There are actually two main ways that I’m seeing “reversible” being used to describe workwear. The first is that you can turn the garment inside out and have a wearable second option — for example, your black dress is now a gray dress.
(OR, for those few of you who may be familiar with the ’80s movie Girls Just Want to Have Fun, the way Helen Hunt’s character was able to reverse her plaid Catholic uniform skirt and instead wear a cool, sequined miniskirt that Sarah Jessica Parker was totally jealous of. I haven’t seen the movie in years, but here’s an AV Club review of it from 2016.)
The second thing “reversible” can mean is that you can take the same piece of clothing and flip it around, effectively wearing it backwards. For example, your scoop-neck black dress can be flipped around so that you have a black dress with a crew neck (and a scoop back).
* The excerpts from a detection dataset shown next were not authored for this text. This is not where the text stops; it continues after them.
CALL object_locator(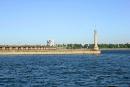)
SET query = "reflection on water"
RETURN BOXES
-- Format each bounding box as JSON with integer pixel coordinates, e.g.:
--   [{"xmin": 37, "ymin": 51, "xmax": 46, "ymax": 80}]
[{"xmin": 0, "ymin": 51, "xmax": 130, "ymax": 87}]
(There is a related category worth noting here, if only to distinguish it from what we’re talking about: convertible clothing, which I generally think of as requiring some effort on your part, such as tying the dress or sweater in a different way, buttoning or unbuttoning some hidden feature. These clothes are clever but often a bit too clever for me, for what it’s worth — getting every iteration to look as great as the model does is often a bit difficult.)
The Best Reversible Workwear for Your Next Business Trip
We covered Vetta in one of our spotlights on indie workwear brands. Their online shop is now closed but you can still buy their “archive pieces.” Almost all of their clothes are reversible in that they can be worn backwards and forwards, although some are also convertible.
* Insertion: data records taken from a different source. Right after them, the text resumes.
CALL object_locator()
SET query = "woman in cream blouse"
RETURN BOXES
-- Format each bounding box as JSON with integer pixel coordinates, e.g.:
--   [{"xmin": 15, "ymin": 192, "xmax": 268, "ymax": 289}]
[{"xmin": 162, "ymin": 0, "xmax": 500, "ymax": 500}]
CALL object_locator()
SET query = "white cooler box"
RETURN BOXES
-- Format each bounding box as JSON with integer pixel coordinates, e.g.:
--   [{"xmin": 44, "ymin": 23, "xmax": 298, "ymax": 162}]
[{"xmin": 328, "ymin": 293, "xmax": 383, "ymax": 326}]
Because their stock is down to lucky sizes, almost everything is marked down to around $19-$125.
Another smaller brand doing reversible workwear is Aday — their “work trip reversible dress” offers a square neck on one side, and a scoop-neck option on the other.
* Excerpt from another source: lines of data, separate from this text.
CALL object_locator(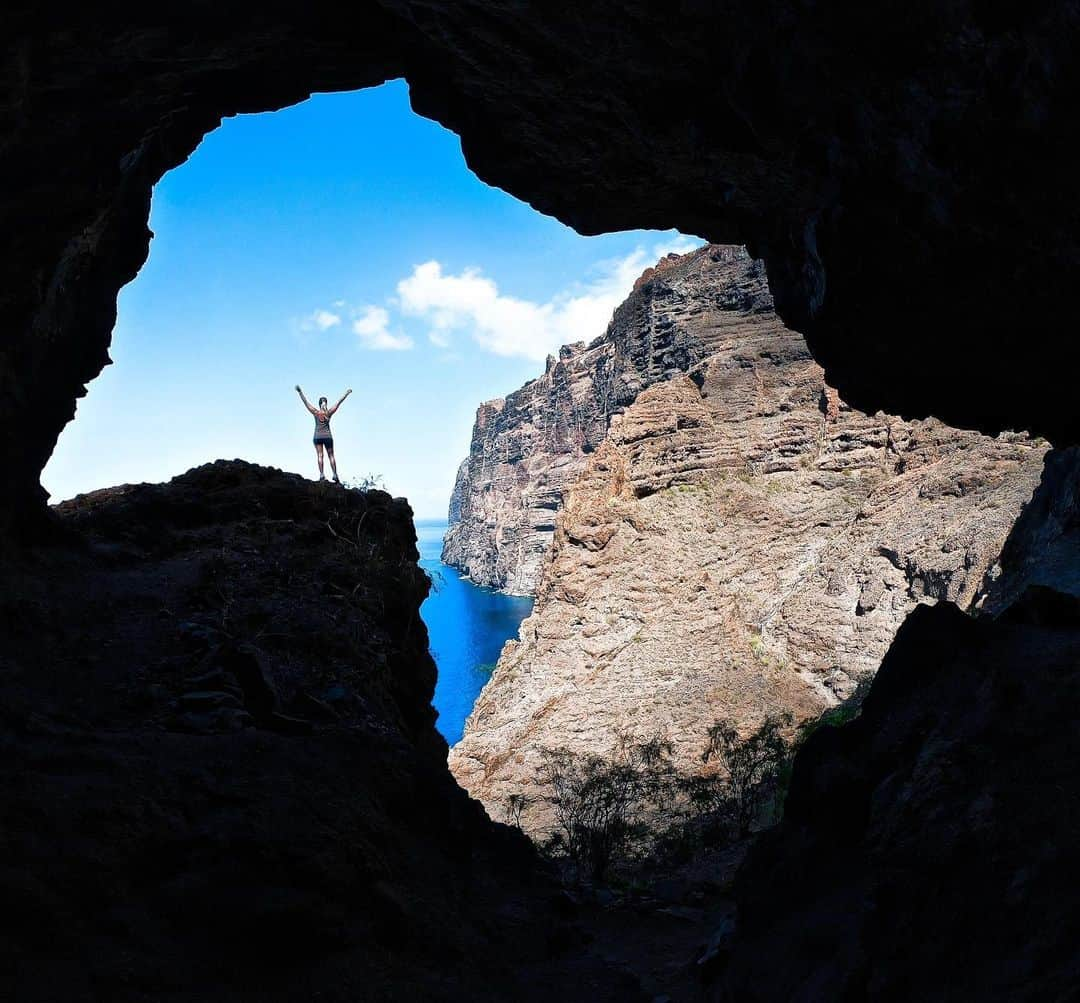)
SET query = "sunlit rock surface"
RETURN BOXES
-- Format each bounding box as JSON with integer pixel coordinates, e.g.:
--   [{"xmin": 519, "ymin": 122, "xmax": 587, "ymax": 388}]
[{"xmin": 450, "ymin": 248, "xmax": 1045, "ymax": 827}]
The dress is $195, available in sizes 0-18.
The dress is $138, available in regular and long lengths, sizes XS-3X.
Diane von Furstenberg
I feel like we’ve featured DvF’s reversible clothes before, and I have to say it’s so great that a brand known for its bold prints is offering them. For example, this dress features an “abstract artistry” print on the front, and if you turn it inside out you’ll also find a bold, pink flowery pattern.
Part of me wishes they would do one side with a bold print and one side with a more basic, boring one, but I suppose that isn’t what you’re buying DvF for.
Lafayette 148 New York
Lafayette 148 New York is another brand that has some great options for reversible workwear, in regular and plus sizes. Most of their offerings are coats, but they do have some jackets you can wear to work, like the pictured option.
Akris has a surprising number of reversible clothes, including jackets and sheath dresses. For example, the pictured “double-face wool-blend sheath” features a prince de galles plaid on one side, and a bold check on the reverse.
I love it, and apparently so do others — the dress is down to lucky sizes. (It’s $2390, at Nordstrom.)